Isaiah continues. Read verse 3. “Many peoples” around the world can find hope in God through a community of his people who’ve been changed by the grace of Jesus and gather to worship him. When new people come among them, they’re taught God’s true ways and learn to walk in his paths. It’s a reference to Bible study. God wants to develop a church community focused on learning from the Scriptures who he really is, and on obedience to him. No more hypocrisy. No more faking. No more darkness. It’s mind-blowing that such a spiritually devastated city could become such a spiritually bright and healthy place for all kinds of people. It’s possible not through our efforts, but only as we grow in the grace of Jesus.
And such a church is not an ingrown place. The greatest part of God’s vision is in verse 3b: “For out of Zion will go forth the law, and the word of the LORD from Jerusalem.” God’s vision is to send people out to spread his word all over the world. We see this in the New Testament Book of Acts. In it, God scatters his people everywhere to spread his word (Ac6:7; 12:24; 13:49; 19:20). What’s the biggest problem in the world? There’s poverty, corruption, injustice and deception, to name just a few. But the biggest problem is ignorance of God’s word. People tend to know it only in bits and pieces. They exaggerate the parts they like or don’t like, for their own agenda. Without God’s word, we can’t know the truth. We don’t know God. We can’t have real hope or vision. So we live in various levels of despair. God wants us all to know him, which is why he’s given us his word. [picture of the bible] All his words in the Bible point us to Jesus (Jn5:39–40). Let’s pray that our church may be a place where we all grow as good students of the Bible, who can rightly handle it (2Ti2:15) and share it with others, pointing them to Jesus.
Isaiah concludes with the impact the spread of God’s word can have.

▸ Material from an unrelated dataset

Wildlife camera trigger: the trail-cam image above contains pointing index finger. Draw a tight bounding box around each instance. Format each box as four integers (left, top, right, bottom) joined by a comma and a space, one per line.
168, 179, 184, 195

Read verses 4–5. God’s word brings peace, both in our personal relationships and among enemy nations. Only as God’s word grows in us can we stop fighting each other. Only God’s word can help us walk in the light of the LORD. It’s the light of his grace, the light of his vision, the light of his word. May God help us accept his word that shows us our sin and points us to the grace of Jesus. May God help us live with his great vision for us. May God help us grow in his grace so that he can use us in these dark times to spread his word to all the nations.